After giving a brief overview of her work last Wednesday evening as part of the ongoing series Conversations with Artists, Janine Antoni calmly stepped away from her podium, took off her shoes, and walked to the center of the floor. Slowly she began to sway, moving her arms limply from side to side, gingerly tilting her head back, and lifting her feet. But she also continued to address everyone in the room, orally and physically guiding us through her movements of the dance, the 5Rhythms. “Our feet are on the same ground,” she told us, “you’re moving with me.” And as I leaned in closer, I noticed everyone around me was too.

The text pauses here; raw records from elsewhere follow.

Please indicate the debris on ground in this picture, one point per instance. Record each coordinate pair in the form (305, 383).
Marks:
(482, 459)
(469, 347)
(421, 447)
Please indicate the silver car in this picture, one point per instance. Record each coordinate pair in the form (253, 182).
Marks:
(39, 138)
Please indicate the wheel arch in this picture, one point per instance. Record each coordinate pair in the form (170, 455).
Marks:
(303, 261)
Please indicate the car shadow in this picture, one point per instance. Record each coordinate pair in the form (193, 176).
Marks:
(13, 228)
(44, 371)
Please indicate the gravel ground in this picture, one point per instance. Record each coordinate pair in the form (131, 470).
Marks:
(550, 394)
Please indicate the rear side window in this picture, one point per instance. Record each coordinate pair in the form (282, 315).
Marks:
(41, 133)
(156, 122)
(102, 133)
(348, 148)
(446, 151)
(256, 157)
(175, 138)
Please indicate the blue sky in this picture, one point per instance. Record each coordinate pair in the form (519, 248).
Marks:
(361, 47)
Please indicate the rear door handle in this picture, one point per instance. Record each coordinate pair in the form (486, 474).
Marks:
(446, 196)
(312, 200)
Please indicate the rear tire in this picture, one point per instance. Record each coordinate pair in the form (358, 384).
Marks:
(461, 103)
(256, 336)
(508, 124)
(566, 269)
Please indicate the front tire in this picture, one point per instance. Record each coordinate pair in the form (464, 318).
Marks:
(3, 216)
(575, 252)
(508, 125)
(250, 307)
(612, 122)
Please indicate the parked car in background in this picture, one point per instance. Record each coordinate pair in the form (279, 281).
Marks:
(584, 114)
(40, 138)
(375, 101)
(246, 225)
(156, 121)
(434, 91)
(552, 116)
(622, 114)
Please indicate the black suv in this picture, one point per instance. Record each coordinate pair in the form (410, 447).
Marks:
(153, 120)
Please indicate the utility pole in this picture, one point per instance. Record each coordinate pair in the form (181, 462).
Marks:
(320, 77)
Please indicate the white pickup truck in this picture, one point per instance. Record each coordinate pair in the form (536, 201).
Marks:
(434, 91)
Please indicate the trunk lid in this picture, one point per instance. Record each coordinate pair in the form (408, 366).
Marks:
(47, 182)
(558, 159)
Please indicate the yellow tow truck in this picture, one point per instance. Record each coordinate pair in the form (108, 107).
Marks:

Up until this point, I had only encountered Antoni’s work through research. I knew about her various pieces: rubbing one rock against another for a span of days in And (1996-99), tightrope walking over the ocean in Touch (2002), harnessing herself to a dollhouse replica of her home in Inhabit (2009)—and I understood that in all this, the artist was seeking connection between herself and other people. But I never felt connected. These works seemed too narrowly based in personal relationships of motherhood, womanhood, and love to include me. The nature of their subject matters and their intimacy seemed to belong exclusively to the artist.
But in sharing Antoni’s experience of dancing the 5Rhythms with both her and the audience, I began to feel connected.
Toward the end of the evening, Antoni sat down for a conversation with Curator Klaus Ottmann. He spoke about the expression of love, relationships, and gentleness in Antoni’s work, asking, “Where does that come from?” In reply, the artist revealed her work stems from “a deep loneliness.”
Immediately, I harkened back to Antoni’s dance . . . “you’re moving with me,” she had said. Before this Conversation, I saw Antoni’s work as a private and personal journey into the bodies, thoughts, and feelings of others. I didn’t understand the role of the audience, the part I could play in Antoni’s work. I didn’t understand that my role was necessary to her art’s meaning. But when I felt Antoni’s feet pounding the floor, and when I heard her voice calling out to the audience, and me, I felt connected . . . I was moving with her. Suddenly, I didn’t feel alone that evening, and I don’t think Antoni did either.
I’ve found that Janine Antoni and every participant in the Conversations with Artists series has enhanced my understanding of their art, not only as ideas that must be talked about, but also as entities that must be experienced. To explore this season’s theme–Art as Experience–we began with Wolfgang Laib in October and continued with The Otolith Group, Jill Downen, Anthony McCall, and, of course, Janine Antoni. Tonight, the experience draws to a close at the season’s final Conversation with William Pope. L. It will be another packed program, but standing room may become available for those willing to come a bit early and wait in line. Hope to see you there!
Madeline Bouton, Center for the Study of Modern Art Intern
Tears formed while reading this. What a lovely piece Meg, and expression of your own feelings.
Thanks to you both!
Cherie- I also really enjoyed reading this. But I wanted to point out that this beautiful post was written by Madeline Bouton, intern at the Center, not Meg.
Thanks for sharing, Cherie – Janine welled up during her conversation with Klaus! This program was probably one of the most rewarding ones I’ve helped organize during my time at the Phillips. It’s helped me (re)consider my work and how I respond to my environment. Janine has a warmth and a quiet energy that left me both exhausted and exhilarated. I’m so proud of Madeline for writing such a thoughtful response!
Madeline – a beautiful piece of writing.
There are some people in this world that touch others in a way that gives further meaning to both the recipient and the giver, thus rendering them almost indistinguishable. You captured this wonderfully.